OK, I'll drop a nugget: Once grief has done taking its share, everything is worth fighting for. It can start with fighting for a quick end to existence. If the protagonist somehow survives this, then purpose may reveal itself. Grow into this feeling a kinship to a cause.

Or do something completely different.


----------



## dragon-in-sight (Feb 10, 2018)

I don't think that it is a good idea to mix both of these. I always hated this in hollywood films like pearl habour for exemple. Dramatic and Romance both invoke contradicting feelings. So you are inevitably pulled out of the flow when putting them abreast. I would suggest to set a focus on one aspect and deepen it.


----------



## Grimm Hund (Feb 12, 2018)

dragon-in-sight said:


> I would suggest to set a focus on one aspect and deepen it.


I'm thinking that I'll stay with the romance since I've started the story with these two characters in an update of their relationship since my last story. These two are main characters now, and while something dramatic will happen, the overall theme will still be romance.
She's not going to be killed off so my protagonist could brood over it like Batman on a rooftop. I'm keeping her around so that overcoming an obstacle like this makes their relationship stronger.
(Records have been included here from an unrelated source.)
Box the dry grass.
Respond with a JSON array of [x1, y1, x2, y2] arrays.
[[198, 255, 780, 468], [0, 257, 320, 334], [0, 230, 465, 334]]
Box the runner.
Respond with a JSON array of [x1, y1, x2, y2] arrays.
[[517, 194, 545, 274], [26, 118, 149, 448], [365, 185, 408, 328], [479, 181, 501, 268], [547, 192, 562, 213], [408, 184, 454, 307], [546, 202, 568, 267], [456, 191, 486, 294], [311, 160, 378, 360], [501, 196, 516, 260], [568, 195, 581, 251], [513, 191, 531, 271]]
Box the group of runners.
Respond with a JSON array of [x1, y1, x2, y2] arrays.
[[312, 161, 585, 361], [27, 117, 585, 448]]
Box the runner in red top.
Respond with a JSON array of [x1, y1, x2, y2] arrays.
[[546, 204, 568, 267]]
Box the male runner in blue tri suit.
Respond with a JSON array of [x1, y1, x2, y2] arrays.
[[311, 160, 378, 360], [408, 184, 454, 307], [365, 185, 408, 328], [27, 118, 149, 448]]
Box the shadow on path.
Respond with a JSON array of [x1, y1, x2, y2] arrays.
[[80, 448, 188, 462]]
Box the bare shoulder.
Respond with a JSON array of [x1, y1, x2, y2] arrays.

On a slightly related note, I agree with that there's a disconnect in the Pearl Harbor movie. 'Let's pause all the action and drama in this major catastrophe to focus on this couple that may or may not survive the event.'

In contrast, my story starts with these two living every day life and exploring one another in the relationship as their connection grows. The moment will come that he has to step up and let loose. At that point, he's becoming a Superman, but he's doing it as long as he has a Lois Lane to fight for.


----------